Adele legt in ihre Stimme so viel Überlegenheit wie ihr das an diesem undurchsichtigen Ort möglich ist. „Papa hat mir Hüte geschenkt. Papa brachte mir oft Geschenke mit, alles Mögliche. Er liebte mich, mehr noch als Mama, sie war sogar ziemlich oft deswegen beleidigt gewesen. Aber das Beleidigtsein hat ihr nicht viel genützt…“

Adele stockt.

„Was geht Sie überhaupt meine Mama an oder mein Papa… Glauben Sie etwa, Sie könnten mich aushorchen? Ich werde jetzt nach Hause gehen, mir einen meiner Hüte aufsetzen und die Straße entlang spazieren. Bis zum See hinunter.

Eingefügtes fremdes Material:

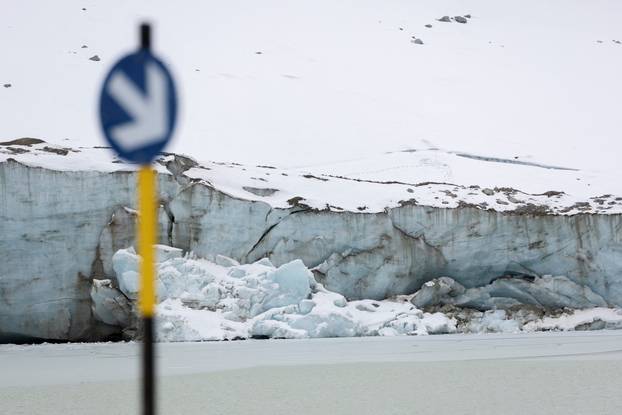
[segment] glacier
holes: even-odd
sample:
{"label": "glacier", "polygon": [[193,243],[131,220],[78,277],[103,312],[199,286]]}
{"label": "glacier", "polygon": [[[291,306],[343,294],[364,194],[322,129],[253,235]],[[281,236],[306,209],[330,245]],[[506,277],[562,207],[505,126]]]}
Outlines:
{"label": "glacier", "polygon": [[[134,245],[136,170],[108,154],[37,139],[0,144],[0,341],[102,339],[128,324],[132,298],[116,291],[113,257]],[[406,156],[483,163],[490,176],[539,169]],[[468,291],[554,275],[589,289],[578,305],[622,306],[622,205],[612,194],[379,182],[175,154],[156,168],[160,244],[213,261],[300,260],[348,303],[413,294],[441,276]],[[562,297],[542,302],[577,306]],[[99,300],[107,306],[93,308]],[[279,330],[262,324],[265,335]]]}

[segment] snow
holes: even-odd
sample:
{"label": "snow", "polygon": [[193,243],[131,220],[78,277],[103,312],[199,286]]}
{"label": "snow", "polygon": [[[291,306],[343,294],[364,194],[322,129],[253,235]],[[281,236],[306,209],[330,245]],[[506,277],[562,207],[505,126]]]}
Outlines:
{"label": "snow", "polygon": [[[427,283],[421,291],[410,296],[381,301],[347,301],[341,294],[317,283],[300,260],[275,267],[267,259],[239,265],[219,256],[218,261],[223,264],[219,265],[193,255],[170,255],[171,249],[166,246],[157,245],[156,248],[159,254],[156,269],[160,341],[622,328],[622,310],[604,307],[545,313],[542,310],[548,309],[546,306],[538,311],[530,303],[523,304],[526,308],[516,307],[520,305],[517,302],[510,311],[463,308],[424,312],[413,305],[419,304],[415,300],[417,297],[429,298],[431,289],[439,290],[440,295],[460,292],[463,296],[477,290],[465,291],[464,287],[460,290],[459,284],[449,278]],[[138,261],[139,257],[132,248],[119,250],[113,256],[119,289],[123,294],[114,294],[108,280],[94,281],[93,293],[99,296],[92,294],[96,318],[108,324],[125,321],[127,326],[129,317],[124,317],[122,312],[129,310],[124,304],[120,306],[119,299],[125,296],[134,300],[135,306]],[[539,290],[548,288],[549,297],[554,297],[555,287],[550,287],[550,281],[545,281],[545,288],[541,288],[539,282],[533,285]],[[102,286],[111,291],[106,298]],[[524,288],[523,296],[528,295],[530,289]],[[561,292],[564,292],[563,287]],[[437,295],[436,300],[439,298]]]}
{"label": "snow", "polygon": [[[437,21],[467,13],[467,24]],[[575,168],[582,186],[600,187],[620,173],[621,16],[615,0],[14,2],[0,17],[3,135],[103,144],[104,75],[148,19],[180,89],[170,151],[379,180],[409,171],[374,165],[383,153],[434,147]],[[419,181],[429,170],[443,172],[421,169]],[[531,186],[548,183],[531,171]],[[608,184],[594,195],[620,193]]]}
{"label": "snow", "polygon": [[544,317],[525,325],[525,331],[557,330],[573,331],[577,329],[621,329],[622,310],[595,307],[587,310],[573,310],[556,317]]}

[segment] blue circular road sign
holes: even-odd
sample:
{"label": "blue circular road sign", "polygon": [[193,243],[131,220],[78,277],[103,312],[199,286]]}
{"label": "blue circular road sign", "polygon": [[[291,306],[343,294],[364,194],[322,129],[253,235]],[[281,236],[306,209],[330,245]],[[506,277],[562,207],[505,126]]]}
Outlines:
{"label": "blue circular road sign", "polygon": [[177,98],[171,74],[149,49],[125,56],[106,76],[99,115],[106,140],[121,158],[151,163],[175,127]]}

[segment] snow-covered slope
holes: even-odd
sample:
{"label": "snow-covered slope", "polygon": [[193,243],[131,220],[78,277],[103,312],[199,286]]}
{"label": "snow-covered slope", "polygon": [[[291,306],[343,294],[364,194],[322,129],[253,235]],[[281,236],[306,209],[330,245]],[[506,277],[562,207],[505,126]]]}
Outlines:
{"label": "snow-covered slope", "polygon": [[143,18],[180,88],[171,151],[294,167],[434,146],[620,173],[616,0],[11,1],[3,140],[100,144],[104,73]]}

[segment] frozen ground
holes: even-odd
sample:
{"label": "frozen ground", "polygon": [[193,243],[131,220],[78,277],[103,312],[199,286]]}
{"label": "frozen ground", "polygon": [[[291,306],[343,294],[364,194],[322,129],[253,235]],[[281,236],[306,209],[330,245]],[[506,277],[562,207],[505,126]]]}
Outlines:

Das ist ein sehr schöner Weg.“

Adele wendet sich vom Spiegel ab. Sie wirbelt durchs Zimmer, dreht ein paar Pirouetten, tastet sich dann von Zettel zu Zettel, bis sie den findet, auf dem das Wort Tür steht. Als sie die Klinke herunterdrückt, hat sie den Eindruck, dass da jemand von der anderen Seite nachhilft.

„Ist da wer?“

Adele erwartet, dass sich da einer hinter der Tür verborgen hält, einer, der es auf sie abgesehen hat, einer mit unanständigen Absichten, einer, der es nicht einmal für nötig hält, ihr zu antworten.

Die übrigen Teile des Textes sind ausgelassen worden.